How We Reduced our Community Maintenance to 6 Minutes!

eXo Platform Blog

eXo Platform backup basics

Getting in the habit of regularly backing up your eXo Platform instance is of great importance to the sustainability of your data. The backup and restore documentation page explains how to do an effective backup of your instance.

If we take an example of a typical eXo Platform installation, the steps toward a backup would be the following:

1) Stop eXo Platform;
2) Backup the directory EXO_DATA_DIR;
3) Do an SQL database dump;
4) Restart eXo Platform.

This procedure has the advantage of being easy to carry out regardless of the deployment architecture. Still, it does depend on the volume of the data you are dealing with. The increase in the time required for your backup and restore operation would then look similar to this:

BackUp and restore

Depending on your site uptime commitments, doing backups with higher downtimes due to a large amount of data can become problematic.

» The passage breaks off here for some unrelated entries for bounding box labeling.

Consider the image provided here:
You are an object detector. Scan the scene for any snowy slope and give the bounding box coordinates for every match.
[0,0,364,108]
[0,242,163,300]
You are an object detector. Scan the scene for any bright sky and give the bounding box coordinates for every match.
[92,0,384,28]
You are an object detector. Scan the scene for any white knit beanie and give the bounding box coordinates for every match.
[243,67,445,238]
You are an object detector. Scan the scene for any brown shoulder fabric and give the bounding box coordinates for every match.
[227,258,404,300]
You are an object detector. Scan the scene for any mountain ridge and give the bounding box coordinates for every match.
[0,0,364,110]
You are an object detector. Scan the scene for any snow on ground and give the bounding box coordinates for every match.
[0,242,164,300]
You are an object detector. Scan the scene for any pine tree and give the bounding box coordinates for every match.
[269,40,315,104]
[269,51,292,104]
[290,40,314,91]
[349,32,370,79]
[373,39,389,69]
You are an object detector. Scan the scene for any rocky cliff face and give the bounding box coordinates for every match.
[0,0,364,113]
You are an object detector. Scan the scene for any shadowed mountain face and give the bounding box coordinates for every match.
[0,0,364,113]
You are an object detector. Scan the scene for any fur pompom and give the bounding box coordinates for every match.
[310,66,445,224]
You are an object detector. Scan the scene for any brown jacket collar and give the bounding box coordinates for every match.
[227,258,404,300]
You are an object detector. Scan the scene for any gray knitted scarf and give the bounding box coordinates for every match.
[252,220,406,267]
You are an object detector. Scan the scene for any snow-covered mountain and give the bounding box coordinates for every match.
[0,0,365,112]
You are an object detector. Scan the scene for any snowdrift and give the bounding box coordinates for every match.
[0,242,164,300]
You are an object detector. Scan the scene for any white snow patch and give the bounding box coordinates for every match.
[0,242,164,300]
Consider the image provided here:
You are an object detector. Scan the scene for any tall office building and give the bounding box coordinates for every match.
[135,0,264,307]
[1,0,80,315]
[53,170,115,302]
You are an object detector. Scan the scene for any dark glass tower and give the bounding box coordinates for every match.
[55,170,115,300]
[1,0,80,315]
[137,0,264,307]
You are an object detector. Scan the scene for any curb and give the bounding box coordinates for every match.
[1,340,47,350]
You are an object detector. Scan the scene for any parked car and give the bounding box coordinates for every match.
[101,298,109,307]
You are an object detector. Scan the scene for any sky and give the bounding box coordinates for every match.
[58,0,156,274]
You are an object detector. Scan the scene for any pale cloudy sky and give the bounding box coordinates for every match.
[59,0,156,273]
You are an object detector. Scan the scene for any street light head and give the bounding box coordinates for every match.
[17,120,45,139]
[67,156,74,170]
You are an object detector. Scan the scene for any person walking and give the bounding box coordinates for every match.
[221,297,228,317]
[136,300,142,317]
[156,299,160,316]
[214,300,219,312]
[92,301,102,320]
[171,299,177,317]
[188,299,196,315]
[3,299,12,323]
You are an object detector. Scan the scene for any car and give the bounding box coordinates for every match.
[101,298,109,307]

So what to do when the volume of my data increases?

Because each installation is different, there is no one universal way to improve your backup downtime. An eXo Platform expert could be helpful here in that he can evaluate your current situation and recommend the best approach.

Having said that, let us take our eXo Tribe community site—which runs on eXo Platform—as a case study explaining how we solved this downtime problem. This community site allows anyone interested in eXo Platform to find some useful resources and discussions about it. In addition to that, eXo Platform employees use it to collaborate internally through private spaces, but also because we believe in the importance of thoroughly eating one’s own dog food.

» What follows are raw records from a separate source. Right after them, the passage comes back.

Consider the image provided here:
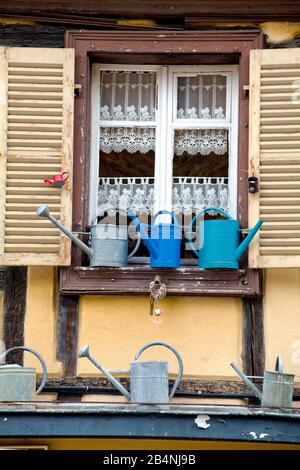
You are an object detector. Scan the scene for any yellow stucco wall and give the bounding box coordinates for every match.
[264,269,300,382]
[17,22,300,384]
[78,296,242,377]
[24,266,62,375]
[22,267,300,382]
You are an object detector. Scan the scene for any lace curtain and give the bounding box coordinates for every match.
[177,75,226,120]
[98,177,228,215]
[100,70,156,121]
[100,127,228,155]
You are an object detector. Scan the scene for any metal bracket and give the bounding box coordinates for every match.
[243,85,250,97]
[74,83,82,96]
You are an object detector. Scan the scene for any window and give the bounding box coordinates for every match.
[90,64,238,255]
[60,30,263,296]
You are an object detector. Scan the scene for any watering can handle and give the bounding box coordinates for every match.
[188,207,233,256]
[134,341,183,398]
[91,207,142,259]
[275,356,283,374]
[152,209,178,225]
[0,346,47,394]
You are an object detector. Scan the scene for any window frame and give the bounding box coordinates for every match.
[89,63,239,235]
[59,30,264,296]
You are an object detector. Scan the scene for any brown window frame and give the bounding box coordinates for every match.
[60,29,264,296]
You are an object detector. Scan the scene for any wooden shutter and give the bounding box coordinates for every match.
[0,47,74,266]
[249,48,300,268]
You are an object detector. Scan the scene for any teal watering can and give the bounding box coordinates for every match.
[189,207,263,269]
[128,210,182,268]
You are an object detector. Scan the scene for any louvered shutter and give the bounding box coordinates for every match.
[0,47,74,266]
[249,49,300,268]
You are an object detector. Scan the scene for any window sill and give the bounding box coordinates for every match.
[60,266,261,297]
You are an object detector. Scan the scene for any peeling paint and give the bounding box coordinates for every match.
[195,415,210,429]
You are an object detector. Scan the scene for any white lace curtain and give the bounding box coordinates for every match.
[98,176,228,215]
[177,75,226,120]
[100,70,156,121]
[100,127,228,155]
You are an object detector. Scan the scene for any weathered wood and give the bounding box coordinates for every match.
[60,266,260,297]
[57,295,79,377]
[3,267,27,364]
[0,24,66,47]
[242,298,265,376]
[41,371,251,397]
[60,30,263,296]
[0,0,300,21]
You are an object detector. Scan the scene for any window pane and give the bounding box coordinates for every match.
[172,129,228,215]
[177,75,226,119]
[100,71,156,121]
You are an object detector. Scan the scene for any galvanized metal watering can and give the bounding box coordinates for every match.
[36,204,141,268]
[189,207,263,269]
[128,210,182,268]
[78,341,183,403]
[231,356,295,408]
[0,346,47,401]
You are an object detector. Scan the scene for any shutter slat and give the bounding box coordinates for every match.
[0,48,74,265]
[249,48,300,268]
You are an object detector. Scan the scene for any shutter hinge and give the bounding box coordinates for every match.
[74,83,82,96]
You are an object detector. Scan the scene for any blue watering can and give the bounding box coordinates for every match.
[128,210,182,268]
[189,207,263,269]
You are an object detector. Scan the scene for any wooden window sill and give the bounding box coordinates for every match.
[60,266,261,297]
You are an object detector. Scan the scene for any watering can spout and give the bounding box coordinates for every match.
[78,345,130,400]
[230,362,262,401]
[236,219,263,259]
[36,204,93,257]
[128,211,159,258]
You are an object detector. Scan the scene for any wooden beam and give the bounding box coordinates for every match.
[242,298,265,376]
[0,0,300,21]
[3,266,27,365]
[57,295,79,377]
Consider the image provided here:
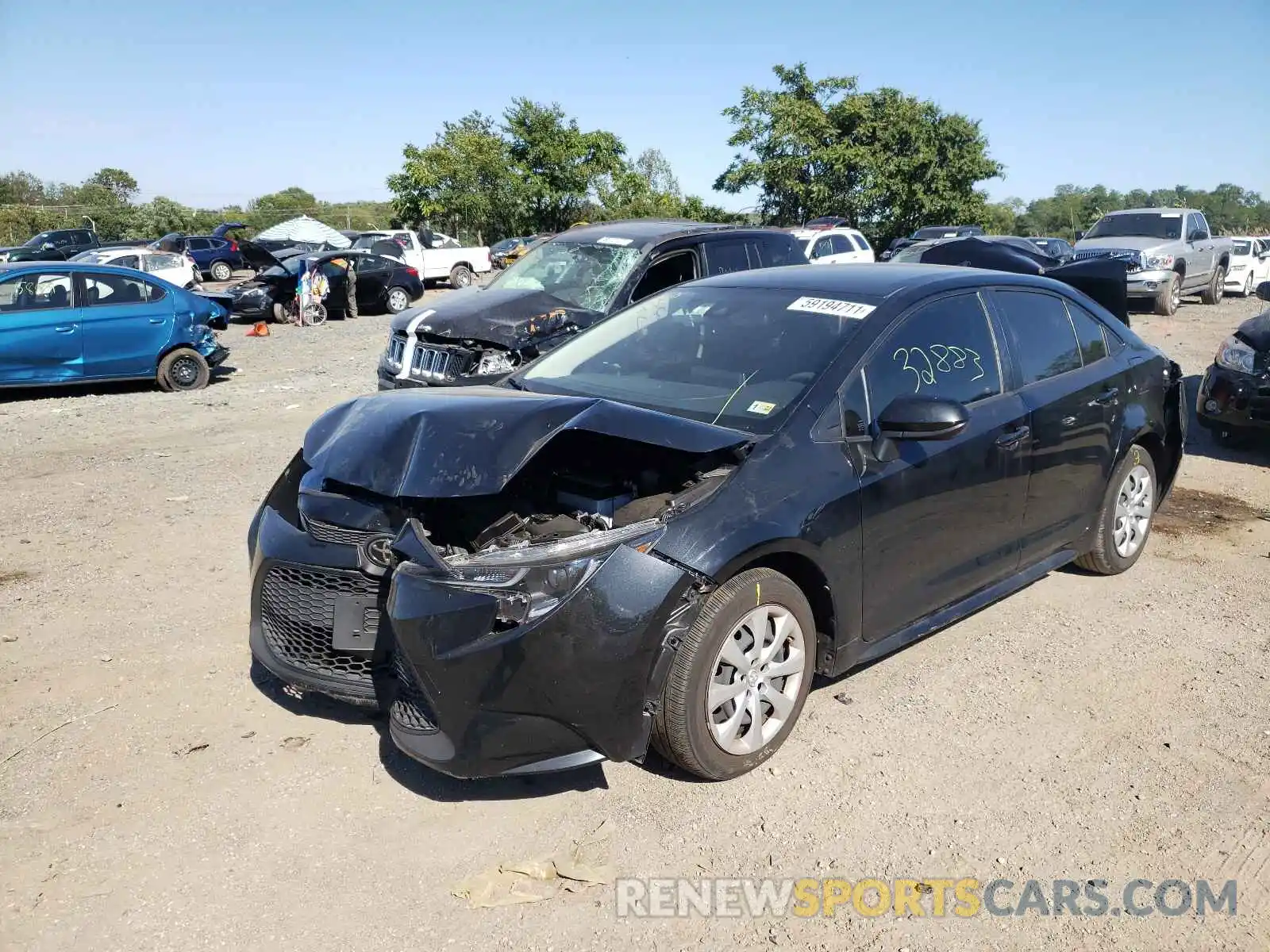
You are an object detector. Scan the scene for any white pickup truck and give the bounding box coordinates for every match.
[353,228,493,288]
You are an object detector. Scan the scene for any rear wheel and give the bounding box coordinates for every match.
[1199,265,1226,305]
[652,569,815,781]
[1152,271,1183,317]
[386,288,410,313]
[1076,443,1158,575]
[155,347,212,392]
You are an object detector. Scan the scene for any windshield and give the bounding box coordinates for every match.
[513,286,872,433]
[1084,212,1183,241]
[487,239,644,311]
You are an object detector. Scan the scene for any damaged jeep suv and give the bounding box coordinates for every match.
[379,218,806,390]
[248,264,1186,779]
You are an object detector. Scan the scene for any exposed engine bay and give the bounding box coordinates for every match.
[386,430,739,557]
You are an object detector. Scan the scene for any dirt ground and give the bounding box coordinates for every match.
[0,274,1270,952]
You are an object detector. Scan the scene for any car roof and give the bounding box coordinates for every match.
[694,263,1071,301]
[1106,208,1203,217]
[555,218,746,244]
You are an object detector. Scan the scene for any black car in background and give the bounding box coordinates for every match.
[878,225,983,262]
[1195,281,1270,442]
[379,218,806,390]
[248,259,1186,779]
[0,228,102,262]
[225,241,423,321]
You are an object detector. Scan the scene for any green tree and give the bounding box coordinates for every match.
[387,112,525,237]
[715,63,1002,241]
[503,99,626,231]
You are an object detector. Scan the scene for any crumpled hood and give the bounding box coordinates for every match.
[303,387,753,499]
[1234,311,1270,354]
[392,287,603,349]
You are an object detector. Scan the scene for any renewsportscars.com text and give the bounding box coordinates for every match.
[614,877,1238,919]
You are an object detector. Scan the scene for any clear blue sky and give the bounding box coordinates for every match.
[0,0,1270,207]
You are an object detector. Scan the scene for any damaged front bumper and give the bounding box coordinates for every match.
[249,501,695,777]
[1195,363,1270,432]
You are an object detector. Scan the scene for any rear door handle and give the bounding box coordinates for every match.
[997,427,1031,449]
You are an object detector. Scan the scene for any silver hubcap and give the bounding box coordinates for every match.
[1113,466,1154,559]
[705,605,806,755]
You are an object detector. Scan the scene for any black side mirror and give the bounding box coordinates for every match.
[872,396,970,462]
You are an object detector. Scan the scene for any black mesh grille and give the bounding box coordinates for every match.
[389,651,437,731]
[260,565,379,692]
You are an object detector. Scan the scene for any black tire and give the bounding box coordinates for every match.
[652,569,817,781]
[1152,271,1183,317]
[155,347,212,393]
[1199,265,1226,305]
[1076,443,1160,575]
[383,287,410,313]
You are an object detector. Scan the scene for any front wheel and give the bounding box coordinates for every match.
[387,288,410,313]
[652,569,815,781]
[156,347,212,393]
[1199,267,1226,305]
[1076,443,1158,575]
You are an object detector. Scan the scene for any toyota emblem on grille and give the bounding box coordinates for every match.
[362,536,394,575]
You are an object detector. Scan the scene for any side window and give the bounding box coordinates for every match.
[1067,301,1107,367]
[84,273,150,307]
[865,286,1000,417]
[631,251,697,303]
[0,273,71,313]
[993,290,1081,386]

The growth in the number of registered users (around 90,000 as of today) results in a constant increase in the volume of the data that needs to be backed up. This equates to an average backup time of 3 hours and a restore that takes over one day. Delays like these are simply incompatible with our service commitments. This called for a reassessment of our backup strategy.

The (oversimplified) architecture at hand is the following:

  • Mono Linux-based server infrastructure
  • MySQL database
  • Disk data

Choosing our backup strategy

Each one of the database solutions supported by eXo Platform has its own documentation addressing backups:

The method of choice would then depend on the architecture and priorities at hand. In the case of MySQL, the following table should help provide an idea on the possibilities available:

Table
For the eXo Tribe site, our priority was to reduce backup and restore downtime (i.e. speed) so the Physical/Online/Snapshot combination was the ideal one.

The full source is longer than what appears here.